Los Angeles, CA–What I found interesting about the story An American life worth less today (Associated Press, 7/10/08) was this:

The EPA figure is not based on people’s earning capacity, or their potential contributions to society, or how much they are loved and needed by their friends and family — some of the factors used in insurance claims and wrongful-death lawsuits.

Instead, economists calculate the value based on what people are willing to pay to avoid certain risks, and on how much extra employers pay their workers to take on additional risks. Most of the data is drawn from payroll statistics; some comes from opinion surveys.

Get it?  They determine this largely based upon how much extra employers pay to workers who do hazardous jobs.  As men’s activists have been saying for a long time, this is one of the reasons for the wage gap between men and women — it is men, and almost exclusively men, who do the dangerous jobs, and employers pay them more in order to get them to do it.

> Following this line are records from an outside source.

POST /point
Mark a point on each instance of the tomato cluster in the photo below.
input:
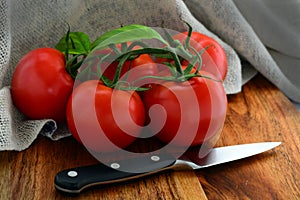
(182, 100)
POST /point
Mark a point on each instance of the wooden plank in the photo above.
(259, 113)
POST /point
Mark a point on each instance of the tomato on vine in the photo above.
(101, 117)
(41, 86)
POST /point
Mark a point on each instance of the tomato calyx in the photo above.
(124, 44)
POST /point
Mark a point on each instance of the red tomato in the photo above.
(195, 110)
(213, 59)
(41, 86)
(102, 118)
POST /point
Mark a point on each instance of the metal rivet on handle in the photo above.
(72, 174)
(115, 165)
(155, 158)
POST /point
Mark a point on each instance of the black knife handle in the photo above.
(74, 180)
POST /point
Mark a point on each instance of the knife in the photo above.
(75, 180)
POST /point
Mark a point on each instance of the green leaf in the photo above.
(124, 34)
(78, 43)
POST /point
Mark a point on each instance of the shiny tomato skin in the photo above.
(93, 111)
(41, 86)
(211, 103)
(214, 58)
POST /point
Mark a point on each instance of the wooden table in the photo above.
(260, 113)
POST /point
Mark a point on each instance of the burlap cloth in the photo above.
(263, 33)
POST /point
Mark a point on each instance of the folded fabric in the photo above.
(25, 25)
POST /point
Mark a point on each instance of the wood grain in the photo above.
(259, 113)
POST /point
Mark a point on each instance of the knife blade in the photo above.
(74, 180)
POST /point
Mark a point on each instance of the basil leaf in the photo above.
(124, 34)
(78, 43)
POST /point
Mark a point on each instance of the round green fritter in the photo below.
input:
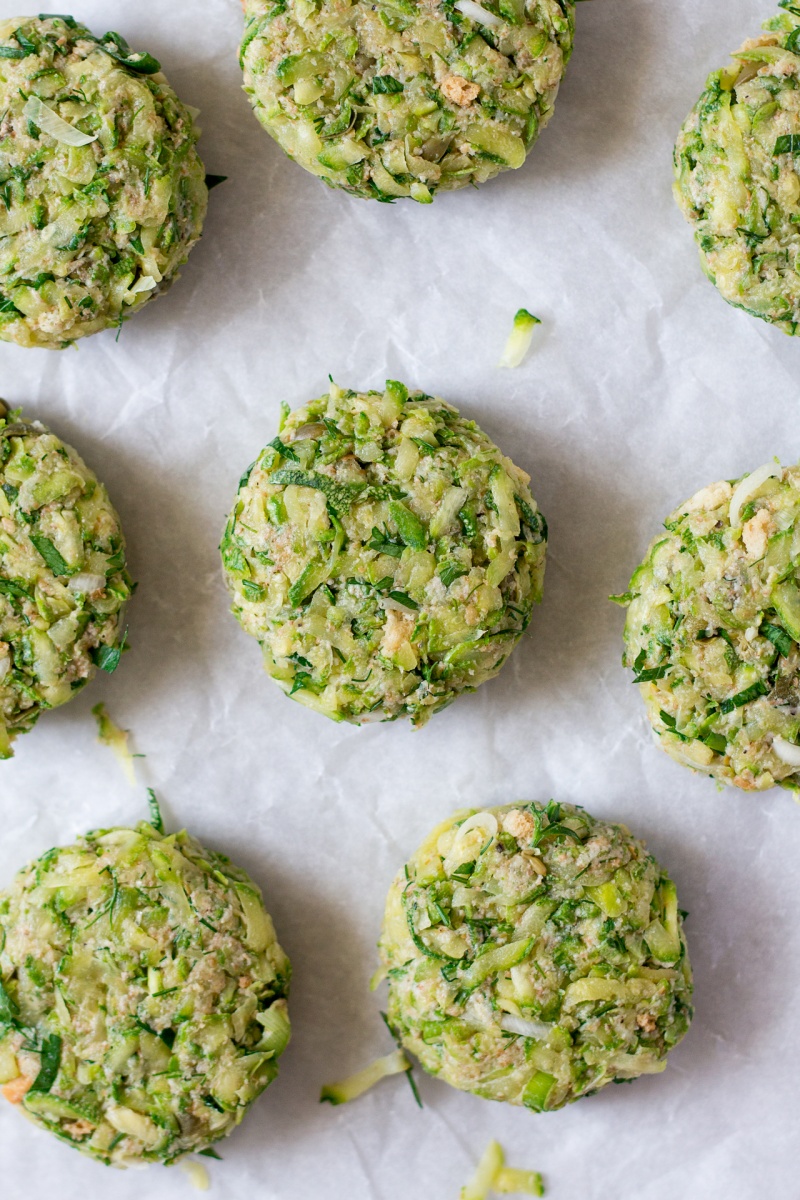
(103, 193)
(403, 99)
(385, 555)
(143, 995)
(535, 954)
(62, 576)
(713, 630)
(737, 180)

The sacrifices that working-class men make and the risks they take in order to support their families is a subject rarely discussed in the United States, for various reasons.

One is that white middle-class culture doesn’t find it particularly convenient to discuss the hardships borne by the often underpaid and unappreciated men upon whom our society depends. 

Another reason is that in modern feminist, politically correct culture, it is not acceptable to point to the special sacrifices that men make.  Even a simple factual statement like “It is usually men, not women, who do dangerous jobs” can be controversial. We simply are not accustomed to acknowledging the sacrifices that men make, as opposed to the sacrifices that women make.